Wojciech Smarzowski nakręci najdroższy film w historii polskiego kina. Scenariusz do trzygodzinnego widowiska o Słowianach jest już gotowy
ukazaniu słowiańskich zwyczajów
Czyli wóda będzie, tradycja filmów pana Wojtka zostanie zachowana.
Najdroższy film w historii polskiego kina.
Trzygodzinne widowisko.
I k**** film o... Słowianach.
Ambitnie.
Czekamy na kolejny antypolski film pokazujący, jak widzi Polaków. Hektolitry wódki, przekleństwa w co drugim zdaniu i prześladowania.
Chyba nie jest smarzowskiemu tak daleko do vegi.
Tytuł roboczy: “Słowianie. Początek chlewu”
Arkadiusz Jakubik jako lokalny żerca-alkoholik, który zamiast modłów do Swaroga, częściej składa ofiary z kozy i bimbru. Bartłomiej Topa jako niepiśmienny woj, co kradnie, kłamie, r*cha i jeszcze tłumaczy to “duchem przodków”. Kinga Preis jako silna słowianka, która ogarnia chatę, dzieci i bitwę, zanim wypije pierwszy dzban miodu pitnego.
Smarzowski po raz kolejny udowadnia, że gdzie Polacy — tam spirytus, seks, przemoc i korupcja — nawet jeśli jeszcze nie wynaleziono pieniędzy, a główną walutą są skóry i kość słoniowa.
Film trwa trzy godziny, a po dziesięciu minutach już wiesz, że wszyscy są zepsuci do szpiku kości i nikt nie wyjdzie z tego czysty. Nawet koń. Szczególnie koń.
To powinno być tematem dzisiejszej matury. Zdałeś
Nie kon, tylko tarpan. Ostatni tarpan, zapil sie na smierc widzac stan narodu slowianskiego.
Ewentualnie strzelil sobie w glowe z luku (majac 3 promile we krwi), dla wiekszego dramatyzmu.
Państwo polskie zaczęło się od tego jak w 966 narzucono nam pewnego pajaca, po tym jak wcześniej spalono setki wiosek, zamordowano tysiące mężczyzn, zgwałcono tysiące kobiet i dzieci. I to się dzisiaj nazywa "chrzest Polski". I niektórzy kretyni te gwałty i morderstwa, po tysiącu latach, świętują. Serio :D
Może Smarzol pokaże jaka to jest tępawa hipokryzja?
Biedaku. gdyby nie ten "pajac" nie byłoby cie dzisiaj na świecie.
Gdzie są Prusowie, gdzie Słowianie Połabscy. Chrzest Polski dał szanse na rozwój cywilizacyjny tych ziem. Tylko naprawdę idiota może to kwestionować.

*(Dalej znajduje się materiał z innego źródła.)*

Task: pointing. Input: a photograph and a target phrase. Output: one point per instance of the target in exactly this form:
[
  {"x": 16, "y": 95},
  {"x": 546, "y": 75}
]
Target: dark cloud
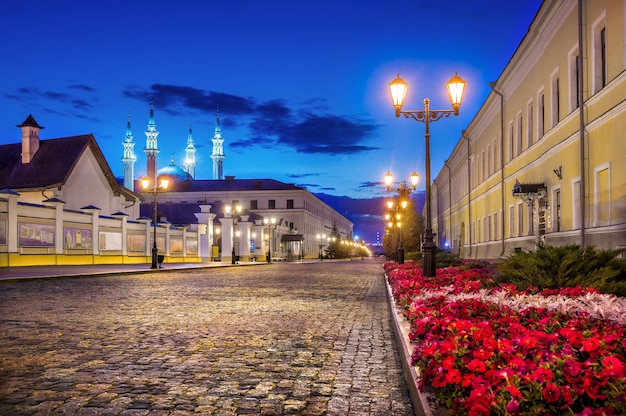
[
  {"x": 65, "y": 103},
  {"x": 272, "y": 124},
  {"x": 176, "y": 99},
  {"x": 371, "y": 185},
  {"x": 302, "y": 175},
  {"x": 82, "y": 87}
]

Marzyłoby mi się coś w stylu 13 wojownika tylko, że ze słowianami zamiast wikingów, bizantyńczykiem zamiast araba i nawiązaniem do polskich legend zamiast Beowulfa.
Prosta, przyjemna, momentami podniosła opowieść bawiąca się realiami słowiańszczyzny z tuż przed państwa Mieszka.
A co najważniejsze - dobrze wykonana od strony technicznej, kostiumowej i aktorskiej. Bez porywania się z motyką na słońce jak w przypadku Bitwy pod Wiedniem ale za to jakościowo.
Trochę taki nasz polskich The Northman.
Mam nadzieję, że nie będzie to moskiewska rzygowina o "Wielkiej Lechii"
W sumie trochę dziwne, że akurat jakiś film o Słowianach ma być najdroższy w historii Polski. Ja się nie znam na historii, ale z tego co pamiętam to Słowianie to były chyba jakieś zwykłe bobrołaki mieszkające w dziurach w ziemi, albo jakichś lepiankach z gliny i słomy. Co tam więc może być takiego drogiego w tym filmie? Smoki?
A ja bym chciał aby ktoś zekranizował "Dzikowy skarb". Może być w formie filmu lub serialu.